Kuala Lumpur is one of those cities which is short on must-see attractions: the real joy lies in wandering randomly, seeing, shopping and eating your way through it. It's hot, humid and sometimes crowded though, so schedule some air-conditioned downtime in shopping malls or restaurants into your plan. You may find that most attractions are only crowded on weekends/holidays and deserted on weekdays.
The following gives a brief description of KL’s attractions according to district. See the respective district pages for more details.
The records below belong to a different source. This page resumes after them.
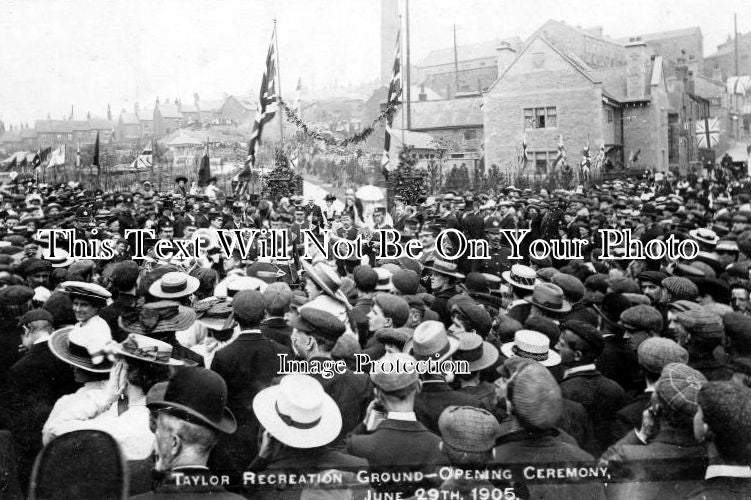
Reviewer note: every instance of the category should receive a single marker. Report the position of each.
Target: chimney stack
(636, 74)
(505, 56)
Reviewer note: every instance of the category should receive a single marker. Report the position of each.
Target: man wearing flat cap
(315, 334)
(247, 365)
(391, 434)
(579, 346)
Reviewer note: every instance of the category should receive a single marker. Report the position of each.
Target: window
(540, 117)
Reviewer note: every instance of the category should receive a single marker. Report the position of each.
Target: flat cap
(15, 295)
(587, 333)
(318, 322)
(406, 281)
(678, 388)
(657, 352)
(468, 429)
(394, 307)
(389, 373)
(249, 306)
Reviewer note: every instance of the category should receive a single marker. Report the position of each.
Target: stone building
(546, 92)
(721, 64)
(476, 64)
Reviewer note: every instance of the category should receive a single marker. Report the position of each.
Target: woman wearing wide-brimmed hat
(161, 320)
(119, 408)
(88, 299)
(299, 421)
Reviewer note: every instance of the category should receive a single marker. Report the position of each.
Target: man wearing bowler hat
(188, 414)
(247, 365)
(391, 434)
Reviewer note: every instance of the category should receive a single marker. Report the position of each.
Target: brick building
(455, 124)
(477, 67)
(546, 92)
(684, 46)
(721, 64)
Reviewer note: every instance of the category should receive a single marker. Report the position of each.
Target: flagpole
(279, 87)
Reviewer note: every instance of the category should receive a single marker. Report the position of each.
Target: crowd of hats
(517, 324)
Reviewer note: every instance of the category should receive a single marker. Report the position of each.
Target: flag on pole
(268, 100)
(41, 156)
(145, 159)
(298, 92)
(204, 171)
(95, 160)
(395, 88)
(57, 157)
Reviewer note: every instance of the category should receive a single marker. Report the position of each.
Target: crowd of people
(148, 377)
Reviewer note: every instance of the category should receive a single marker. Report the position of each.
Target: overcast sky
(88, 53)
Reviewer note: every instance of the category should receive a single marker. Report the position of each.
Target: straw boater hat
(145, 348)
(521, 277)
(90, 292)
(196, 395)
(446, 268)
(703, 235)
(430, 341)
(298, 412)
(531, 345)
(81, 348)
(327, 279)
(174, 285)
(215, 313)
(159, 317)
(549, 297)
(478, 353)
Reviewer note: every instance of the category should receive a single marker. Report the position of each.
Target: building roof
(100, 124)
(661, 35)
(169, 110)
(481, 50)
(419, 140)
(130, 119)
(448, 113)
(54, 126)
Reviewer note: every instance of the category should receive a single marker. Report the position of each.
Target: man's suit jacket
(352, 393)
(618, 362)
(398, 443)
(277, 330)
(600, 396)
(248, 366)
(435, 396)
(629, 417)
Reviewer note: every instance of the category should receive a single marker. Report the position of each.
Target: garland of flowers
(361, 136)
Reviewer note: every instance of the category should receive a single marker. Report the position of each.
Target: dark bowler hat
(97, 456)
(319, 322)
(196, 395)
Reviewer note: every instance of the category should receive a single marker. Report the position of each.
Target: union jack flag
(268, 100)
(394, 88)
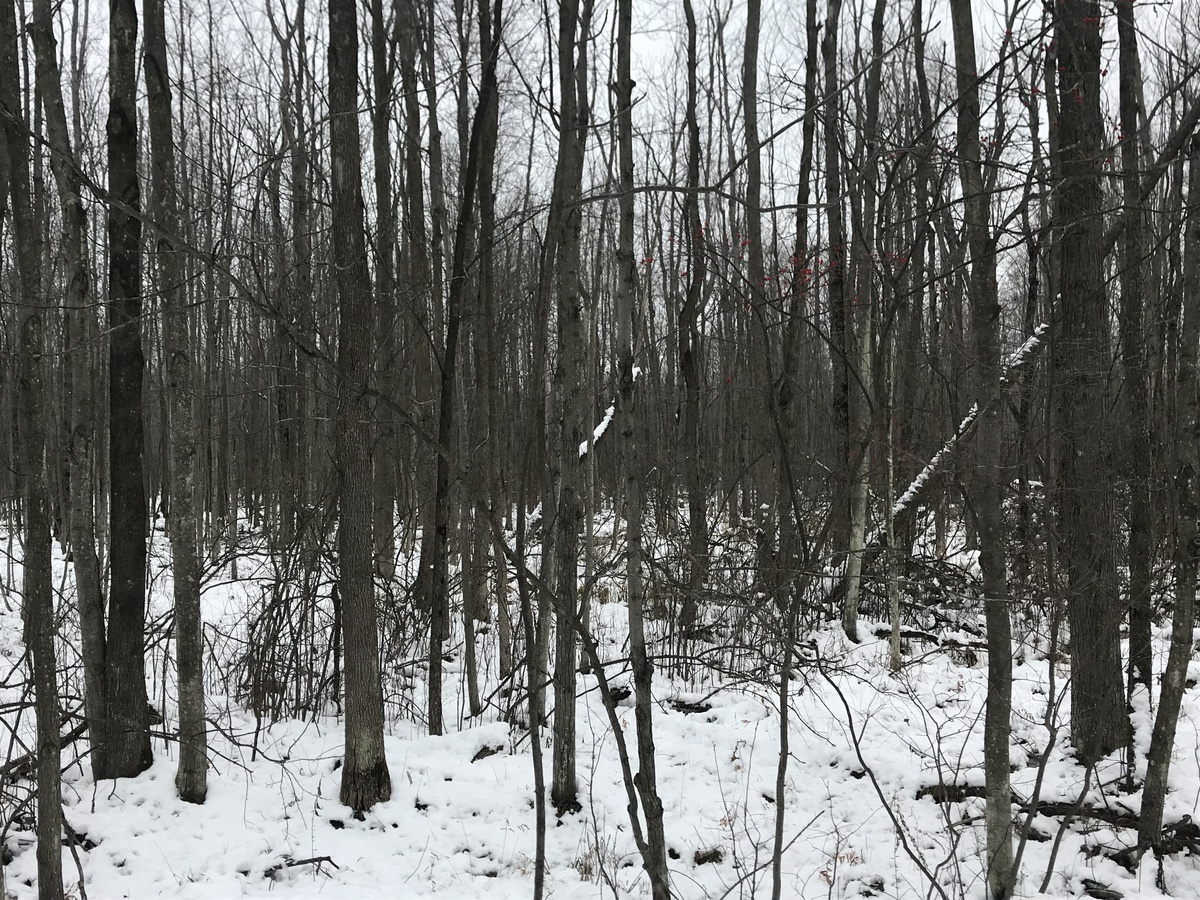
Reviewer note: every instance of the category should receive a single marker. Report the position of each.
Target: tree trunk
(690, 351)
(570, 377)
(365, 777)
(839, 348)
(191, 779)
(987, 479)
(633, 466)
(124, 743)
(81, 328)
(385, 307)
(1186, 507)
(33, 406)
(1085, 503)
(1133, 359)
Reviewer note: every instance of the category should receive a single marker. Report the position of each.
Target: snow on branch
(604, 423)
(934, 465)
(1021, 357)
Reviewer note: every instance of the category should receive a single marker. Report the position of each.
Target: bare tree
(1085, 501)
(365, 777)
(121, 743)
(631, 462)
(988, 480)
(191, 780)
(33, 405)
(1186, 511)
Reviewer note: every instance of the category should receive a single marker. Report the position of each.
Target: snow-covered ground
(461, 819)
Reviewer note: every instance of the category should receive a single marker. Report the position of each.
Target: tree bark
(574, 33)
(191, 779)
(365, 775)
(1133, 360)
(987, 478)
(33, 405)
(1186, 508)
(81, 328)
(690, 351)
(631, 463)
(1085, 504)
(123, 747)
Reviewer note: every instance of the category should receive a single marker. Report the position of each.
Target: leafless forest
(844, 316)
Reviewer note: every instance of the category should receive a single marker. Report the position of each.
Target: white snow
(457, 828)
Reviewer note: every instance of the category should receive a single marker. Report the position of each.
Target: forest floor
(865, 744)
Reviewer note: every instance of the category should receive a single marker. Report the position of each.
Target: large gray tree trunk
(987, 479)
(191, 779)
(81, 329)
(33, 406)
(633, 466)
(570, 377)
(365, 777)
(1085, 503)
(121, 749)
(1186, 509)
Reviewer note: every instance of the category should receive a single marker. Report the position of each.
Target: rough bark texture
(690, 352)
(839, 347)
(987, 478)
(1133, 360)
(654, 859)
(1086, 515)
(191, 778)
(385, 307)
(365, 777)
(1186, 508)
(570, 377)
(124, 743)
(33, 405)
(81, 327)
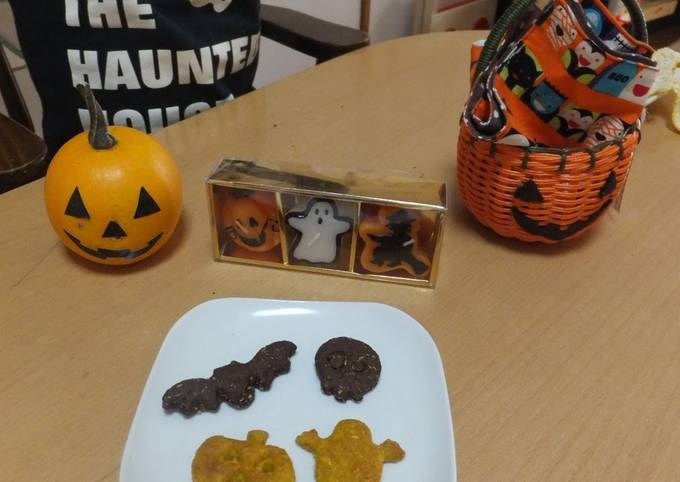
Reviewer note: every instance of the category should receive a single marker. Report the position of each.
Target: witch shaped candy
(392, 242)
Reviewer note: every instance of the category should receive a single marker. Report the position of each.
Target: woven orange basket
(537, 195)
(540, 194)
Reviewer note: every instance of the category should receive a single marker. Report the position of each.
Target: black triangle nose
(113, 230)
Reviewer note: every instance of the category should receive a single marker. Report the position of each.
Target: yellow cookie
(349, 454)
(668, 61)
(221, 459)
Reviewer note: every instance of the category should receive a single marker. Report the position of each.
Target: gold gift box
(374, 225)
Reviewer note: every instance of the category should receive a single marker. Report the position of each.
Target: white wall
(389, 19)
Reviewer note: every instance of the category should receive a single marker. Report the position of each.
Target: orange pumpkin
(113, 196)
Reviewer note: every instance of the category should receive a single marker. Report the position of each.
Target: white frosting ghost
(219, 5)
(320, 228)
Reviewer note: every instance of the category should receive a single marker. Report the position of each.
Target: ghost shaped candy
(320, 230)
(349, 454)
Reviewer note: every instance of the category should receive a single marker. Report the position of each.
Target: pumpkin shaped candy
(114, 196)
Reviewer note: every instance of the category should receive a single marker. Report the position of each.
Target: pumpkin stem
(99, 136)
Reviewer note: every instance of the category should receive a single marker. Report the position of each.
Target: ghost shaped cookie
(320, 231)
(221, 459)
(347, 368)
(349, 454)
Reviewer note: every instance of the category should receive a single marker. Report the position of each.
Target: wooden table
(562, 362)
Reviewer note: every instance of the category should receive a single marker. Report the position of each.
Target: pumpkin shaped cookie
(221, 459)
(349, 454)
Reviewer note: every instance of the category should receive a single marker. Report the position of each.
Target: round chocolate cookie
(347, 368)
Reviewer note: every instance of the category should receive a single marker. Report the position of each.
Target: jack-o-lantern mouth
(555, 232)
(529, 192)
(250, 242)
(103, 253)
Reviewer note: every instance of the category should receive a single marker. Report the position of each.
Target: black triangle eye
(146, 205)
(529, 192)
(609, 185)
(76, 207)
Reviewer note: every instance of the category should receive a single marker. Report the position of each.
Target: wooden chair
(22, 153)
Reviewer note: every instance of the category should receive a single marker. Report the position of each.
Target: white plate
(410, 404)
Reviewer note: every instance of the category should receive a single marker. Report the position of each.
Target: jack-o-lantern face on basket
(527, 202)
(251, 221)
(113, 203)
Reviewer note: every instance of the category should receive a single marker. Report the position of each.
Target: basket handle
(514, 12)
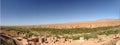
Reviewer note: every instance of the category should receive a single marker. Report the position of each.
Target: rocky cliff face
(86, 24)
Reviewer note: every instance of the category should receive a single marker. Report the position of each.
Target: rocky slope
(86, 24)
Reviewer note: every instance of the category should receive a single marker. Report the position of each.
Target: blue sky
(20, 12)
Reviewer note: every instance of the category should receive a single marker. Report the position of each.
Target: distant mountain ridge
(85, 24)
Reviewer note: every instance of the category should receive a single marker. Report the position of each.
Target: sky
(27, 12)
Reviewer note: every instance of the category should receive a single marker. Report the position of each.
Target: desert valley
(95, 32)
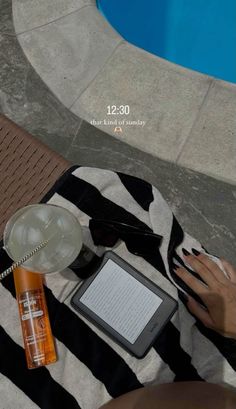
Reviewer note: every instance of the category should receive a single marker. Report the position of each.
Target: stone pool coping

The main attractions are spread throughout the city, although the greatest concentration of places of interest are in the City Centre, where you’ll find Dataran Merdeka (Independence Square), where Malaysia would usually celebrate the Malaysian independence day (the exact spot where independence was declared at the start of Aug 31, 1957 is at the Stadium Merdeka); the Sultan Abdul Samad Building and other Colonial-era buildings surrounding the square; the modern and rather unadorned National Mosque; the Moorish-style Kuala Lumpur Railway Station which now houses a mini-museum on Malaysian railway history; many of KL’s other museums including the recently refurbished National Museum (RM2) tracing the history of the region through prehistory and the Malaccan empire to Independence, and the extremely well-regarded Islamic Arts Museum (RM12, 10-6PM), and the nearby 'Police Museum; and the pretty Lake Gardens to the west. Within the city centre is also the fascinating narrow streets of Chinatown, KL’s traditional commercial district, with its many Chinese shops and places to eat.
Another area of interest to the traveller is the Golden Triangle. Although predominantly a shopping and night-life district, it is also home to the Kuala Lumpur City Centre (KLCC) and the Petronas Twin Towers, once the world’s tallest building.
In the nearby KL Convention Centre is the Aquaria KLCC which contains some 5,000 varieties of tropical fish.
Just south of the Twin Towers is Menara KL Tower, which is situated on top of Bukit Nanas (Pineapple Hill), a forest reserve right in the heart of the city. PDA-Guided views from Menara Tower (RM38, 9AM-10PM) being at 276m, are far superior than those from the Petronas Towers (viewing deck at 170m), and come highly recommended since it allows first time visitors the chance to quickly orient themselves about the layout of the city. It is however, not a particularly easy place to reach by public transport, so use either a taxi or the "hop-on/hop-off" tourist bus that makes a continuous circuit through the city.
There are also several attractions just outside Kuala Lumpur which are worth visiting.
The Batu Caves in the Northern suburbs of Kuala Lumpur, are located in a limestone outcrop and are the focal point of the fascinating annual Thaipusam festival, usually held in February. The caves are easily accessible by RapidKL bus U6 from Titiwangsa station, though ask the driver to let you know the correct stop as the caves are not immediately obvious. Do some light cave exploring in Batu Caves which is really facinating.The entrance is 50 ft below the main temple cave and on the left as you climb. The event will be memorable and is not risky even for children as young as 3 years. Another option is to catch Metrobus 11 for RM2 at Lorong Bas, near Central Market.
Malaysia’s National Zoo (Zoo Negara) is also located in the north of the city.